Subtitle: What Every American Needs to Know - and Doesn't by Stephen Prothero
A very well researched and documented book. Just reading the introduction and chapter one (A Nation of Religious Illiterates) is enough to make you laugh and cry at the same time. The statistics are stunning and head-shaking regarding the religious ignorance of the American populace, when arguably it's the most "Christian nation" on the earth. Here's just a few samplers: only one half of American adults can name even ONE of the four gospel; most Americans cannot name the first book of the bible; only one third know that Jesus (no, not Billy Graham) delivered the Sermon on the Mount; most Americans don't know that Jonah is a book in the bible.
On the "I-want-to-cry" side: ten percent of Americans believed that Joan of Arc was Noah's wife; eight percent of teens thought Moses was one of the twelve apostles; and results from Professor Proethero's own freshman literacy quiz found students thinking Paul bound Issac, Noah led the Exodus, and Abraham was blinded on the road to Damascus.
The book does a fantastic job of showing the amazing role Christianity has played in American history, politics and religious life, and the now equally amazing incongruence to the populace's general knowlege of the bible.
Mr. Prothero also makes a wider case for not just Christian literacy, but religious literacy in general (what are the top five religions of the world?).
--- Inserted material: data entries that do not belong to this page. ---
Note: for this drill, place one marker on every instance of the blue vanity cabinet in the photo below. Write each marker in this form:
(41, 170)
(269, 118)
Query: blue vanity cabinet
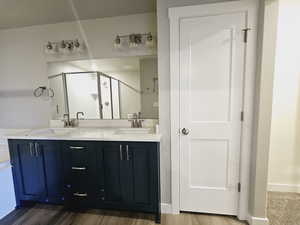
(128, 176)
(53, 166)
(78, 168)
(37, 169)
(88, 174)
(28, 171)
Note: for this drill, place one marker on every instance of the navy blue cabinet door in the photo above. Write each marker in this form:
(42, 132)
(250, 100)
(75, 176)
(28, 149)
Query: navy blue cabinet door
(112, 156)
(28, 170)
(53, 170)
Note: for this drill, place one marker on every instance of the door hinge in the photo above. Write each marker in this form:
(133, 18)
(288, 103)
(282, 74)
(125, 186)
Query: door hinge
(246, 34)
(242, 116)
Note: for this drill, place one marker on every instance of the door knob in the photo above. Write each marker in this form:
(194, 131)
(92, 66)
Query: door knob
(185, 131)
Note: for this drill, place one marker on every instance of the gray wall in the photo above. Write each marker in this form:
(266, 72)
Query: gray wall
(164, 85)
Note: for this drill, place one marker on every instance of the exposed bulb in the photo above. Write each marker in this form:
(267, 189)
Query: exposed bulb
(149, 40)
(117, 43)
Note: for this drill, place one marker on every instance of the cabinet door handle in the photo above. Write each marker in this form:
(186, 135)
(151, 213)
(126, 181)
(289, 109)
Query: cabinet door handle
(78, 168)
(127, 153)
(76, 148)
(31, 148)
(121, 155)
(36, 148)
(80, 194)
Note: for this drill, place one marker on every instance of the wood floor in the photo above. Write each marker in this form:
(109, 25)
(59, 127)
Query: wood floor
(56, 215)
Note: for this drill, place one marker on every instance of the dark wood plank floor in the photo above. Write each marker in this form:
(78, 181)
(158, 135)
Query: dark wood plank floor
(56, 215)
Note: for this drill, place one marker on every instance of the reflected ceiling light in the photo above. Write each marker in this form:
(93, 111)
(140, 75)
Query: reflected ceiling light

While the book is very well written (and well regarded; see his website link given above), the downside is the book doesn't actually equip the reader to become more literate (aside from a mini dictionary of religious terms and concepts - chapter six) even though the title alludes to it ("what every American needs to know"). In that sense the book is misleading, and leaves one feeling a bit empty, like getting the appetizer and salad, but no entree. But left to building a case for why Americans need to be more religiously literate, he's done that in spades.